Types of Dependencies
●
True dependency
●
Anti dependency
●
Output dependency
True dependence
Statements S1, S2
S2 has a true dependence on S1
iff →
S2 reads a value written by S1
Anti-dependence
Statements S1, S2.
S2 has an anti-dependence on S1
iff →
S2 writes a value read by S1.
Output Dependence
Statements S1, S2.
S2 has an output dependence on S1
iff →
S2 writes a variable written by S1.
How could two statements execute in parallel?

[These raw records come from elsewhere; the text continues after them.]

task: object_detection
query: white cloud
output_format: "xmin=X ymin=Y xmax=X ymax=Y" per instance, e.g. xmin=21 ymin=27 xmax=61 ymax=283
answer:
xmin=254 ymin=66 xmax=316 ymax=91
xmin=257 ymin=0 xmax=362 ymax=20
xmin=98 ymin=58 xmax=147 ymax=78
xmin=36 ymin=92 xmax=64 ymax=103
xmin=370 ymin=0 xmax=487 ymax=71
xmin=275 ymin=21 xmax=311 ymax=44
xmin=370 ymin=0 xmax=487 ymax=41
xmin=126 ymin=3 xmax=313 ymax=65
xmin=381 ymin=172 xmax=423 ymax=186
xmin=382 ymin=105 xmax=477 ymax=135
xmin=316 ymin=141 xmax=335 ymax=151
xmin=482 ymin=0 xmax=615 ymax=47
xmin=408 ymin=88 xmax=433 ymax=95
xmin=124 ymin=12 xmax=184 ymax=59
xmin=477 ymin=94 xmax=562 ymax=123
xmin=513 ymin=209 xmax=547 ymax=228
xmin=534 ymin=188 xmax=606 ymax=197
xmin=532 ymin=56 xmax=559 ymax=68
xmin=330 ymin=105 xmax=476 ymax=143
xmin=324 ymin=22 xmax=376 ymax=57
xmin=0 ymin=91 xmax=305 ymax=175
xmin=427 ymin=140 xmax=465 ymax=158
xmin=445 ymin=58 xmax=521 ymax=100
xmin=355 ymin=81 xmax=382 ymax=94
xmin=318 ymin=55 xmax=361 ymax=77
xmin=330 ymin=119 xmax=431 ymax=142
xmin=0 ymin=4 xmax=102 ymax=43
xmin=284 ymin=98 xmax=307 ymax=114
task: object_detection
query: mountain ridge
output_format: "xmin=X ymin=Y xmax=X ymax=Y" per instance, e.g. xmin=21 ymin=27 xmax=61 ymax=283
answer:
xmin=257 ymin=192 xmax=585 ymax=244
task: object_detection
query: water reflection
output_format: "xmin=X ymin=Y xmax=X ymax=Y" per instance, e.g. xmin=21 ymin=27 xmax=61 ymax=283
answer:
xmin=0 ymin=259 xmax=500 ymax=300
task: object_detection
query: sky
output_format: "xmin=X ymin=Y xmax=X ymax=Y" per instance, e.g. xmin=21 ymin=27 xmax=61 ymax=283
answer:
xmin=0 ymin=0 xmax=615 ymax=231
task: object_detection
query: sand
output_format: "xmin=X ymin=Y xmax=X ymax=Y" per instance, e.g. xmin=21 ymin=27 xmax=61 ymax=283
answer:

S1 and S2 can execute in parallel
iff →
there are no dependencies between
S1 and S2
– true dependency
– anti-dependency
– output dependency
Some dependencies can be removed.
Example 4
●
Most parallelism occurs in loops.
for(i=0; i<100; i++)
a[i] = i;
●
No dependencies
●
Iterations can be executed in parallel.
Example 5
for(i=0; i<100; i++) {
a[i] = i;
b[i] = 2*i;
}
Iterations and statements can be executed
in parallel.
Example 6
for(i=0;i<100;i++) a[i] = i;
for(i=0;i<100;i++) b[i] = 2*i;
Iterations and loops can be executed in parallel
Example 7
for(i=0; i<100; i++)
a[i] = a[i] + 100;
●
There is a dependence … on itself!
●
Loop is still parallelizable.
Example 8
for( i=0; i<100; i++ )
a[i] = f(a[i-1]);
●
Dependence between a[i] and a[i-1].
●
Loop iterations are not parallelizable.
Loop-carried dependence
●
A loop carried dependence is a
dependence that is present only if the
statements are part of the execution of a
loop.
●
Otherwise, we call it a loop-independent
dependence.
●
Loop-carried dependencies prevent loop
iteration parallelization.
Example 9
for(i=0; i<100; i++ )
for(j=1; j<100; j++ )
a[i][j] = f(a[i][j-1]);
●
Loop-independent dependence on i.
●
Loop-carried dependence on j.
●
Outer loop can be parallelized, inner
loop cannot.
Example 10
for( j=1; j<100; j++ )
for( i=0; i<100; i++ )
a[i][j] = f(a[i][j-1]);
●
Inner loop can be parallelized, outer loop
cannot.
●
Less desirable situation.
●
Loop interchange is sometimes possible.
Level of loop-carried dependence
●
Is the nesting depth of the loop that
carries the dependence.
●
Indicates which loops can be parallelized.
Be careful … Example 11
printf(“a”);
printf(“b”);
Statements have a hidden output dependence
due to the output stream.
Be careful … Example 12
a = f(x);
b = g(x);
Statements could have a hidden dependence
if f and g update the same variable.
Also depends on what f and g can do to x.
Be careful … Example 13
for(i=0; i<100; i++)
a[i+10] = f(a[i]);
●
Dependence between a[10], a[20], …
●
Dependence between a[11], a[21], …
●
…
●
Some parallel execution is possible.
Be careful … Example 14
for( i=1; i<100;i++ ) {
a[i] = …;
... = a[i-1];
}
●
Dependence between a[i] and a[i-1]
●
Complete parallel execution impossible
●
Pipelined parallel execution possible
Be careful … Example 15
for( i=0; i<100; i++ )
a[i] = f(a[indexa[i]]);
Cannot tell for sure.
●
Parallelization depends on user
knowledge of values in indexa[].
●
User can tell, compiler cannot.
Optimizations: Example 16
for (i = 0; i < 100000; i++)
a[i + 1000] = a[i] + 1;
Cannot be parallelized as it is.
May be parallelized by applying certain code transformations.
An aside
●
Parallelizing compilers analyze program
dependencies to decide parallelization.
●
In parallelization by hand, user does the
same analysis.
●
Compiler more convenient and more correct
●
User more powerful, can analyze more
patterns.
To remember
●
Statement order must not matter.
●
Statements must not have dependencies
●
Some dependencies can be removed.
●
Some dependencies may not be obvious.